Li Hui, Wei Xuefeng, Yang Jiameng, Dong Dong, Hao Dan, Huang Yongzhen, Lan Xianyong, Plath Martin, Lei Chuzhao, Ma Yun, Lin Fengpeng, Bai Yueyu, Chen Hong

机构信息

Shaanxi Key Laboratory of Molecular Biology for Agriculture, College of Animal Science and Technology, Northwest A&F University, Yangling, 712100 Shaanxi, China.

College of Life Sciences, Xinyang Normal University, Institute for Conservation and Utilization of Agro-Bioresources in Dabie Mountains, Xinyang, Henan 464000, PRC.

出版信息

Mol Ther Nucleic Acids. 2018 Jun 1;11:272-283. doi: 10.1016/j.omtn.2018.02.012. Epub 2018 Mar 6.

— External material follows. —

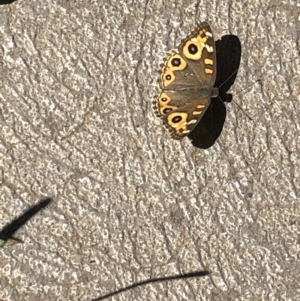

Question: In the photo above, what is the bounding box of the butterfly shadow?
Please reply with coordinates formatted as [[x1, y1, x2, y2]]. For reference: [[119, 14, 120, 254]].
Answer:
[[92, 271, 210, 301], [0, 198, 52, 247], [0, 0, 17, 5], [188, 35, 241, 149]]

DOI:10.1016/j.omtn.2018.02.012
PMID:29858062
原文链接:https://pmc.ncbi.nlm.nih.gov/articles/PMC5992882/
Abstract

Muscle development is regulated under a series of complicate processes, and non-coding RNAs, such as microRNAs (miRNAs) and circular RNAs (circRNAs), have been reported to play important roles in regulating myoblast proliferation and differentiation. We found that miR-107 expression was high in skeletal muscle of Qinchuan cattle. Overexpression of miR-107 inhibited bovine myoblasts differentiation and protected cells from apoptosis. Wnt3a was identified as a target of miR-107 by luciferase activity, real-time qPCR, and western blotting assays. Knockdown of Wnt3a inhibited bovine myoblasts differentiation and apoptosis, and this effect was similar to miR-107 overexpression. We also found circFGFR4 to promote myoblasts differentiation and to induce cell apoptosis. Via luciferase screening and RNA pull-down assays, circFGFR4 was observed to sponge miR-107. Overexpression of circFGFR4 increased the expression of Wnt3a, whereas this effect was abolished by miR-107. These results demonstrated that circFGFR4 binding miR-107 promotes cell differentiation via targeting Wnt3a in bovine primary myoblasts.

摘要

肌肉发育受一系列复杂过程调控,据报道,非编码RNA,如微小RNA(miRNA)和环状RNA(circRNA),在调节成肌细胞增殖和分化中发挥重要作用。我们发现,秦川牛骨骼肌中miR-107表达较高。miR-107的过表达抑制了牛成肌细胞的分化,并保护细胞免于凋亡。通过荧光素酶活性、实时定量PCR和蛋白质免疫印迹分析,Wnt3a被鉴定为miR-107的一个靶点。敲低Wnt3a抑制了牛成肌细胞的分化和凋亡,这种效应与miR-107过表达相似。我们还发现circFGFR4促进成肌细胞分化并诱导细胞凋亡。通过荧光素酶筛选和RNA下拉分析,观察到circFGFR4可吸附miR-107。circFGFR4的过表达增加了Wnt3a的表达,而miR-107消除了这种效应。这些结果表明,在牛原代成肌细胞中,circFGFR4结合miR-107通过靶向Wnt3a促进细胞分化。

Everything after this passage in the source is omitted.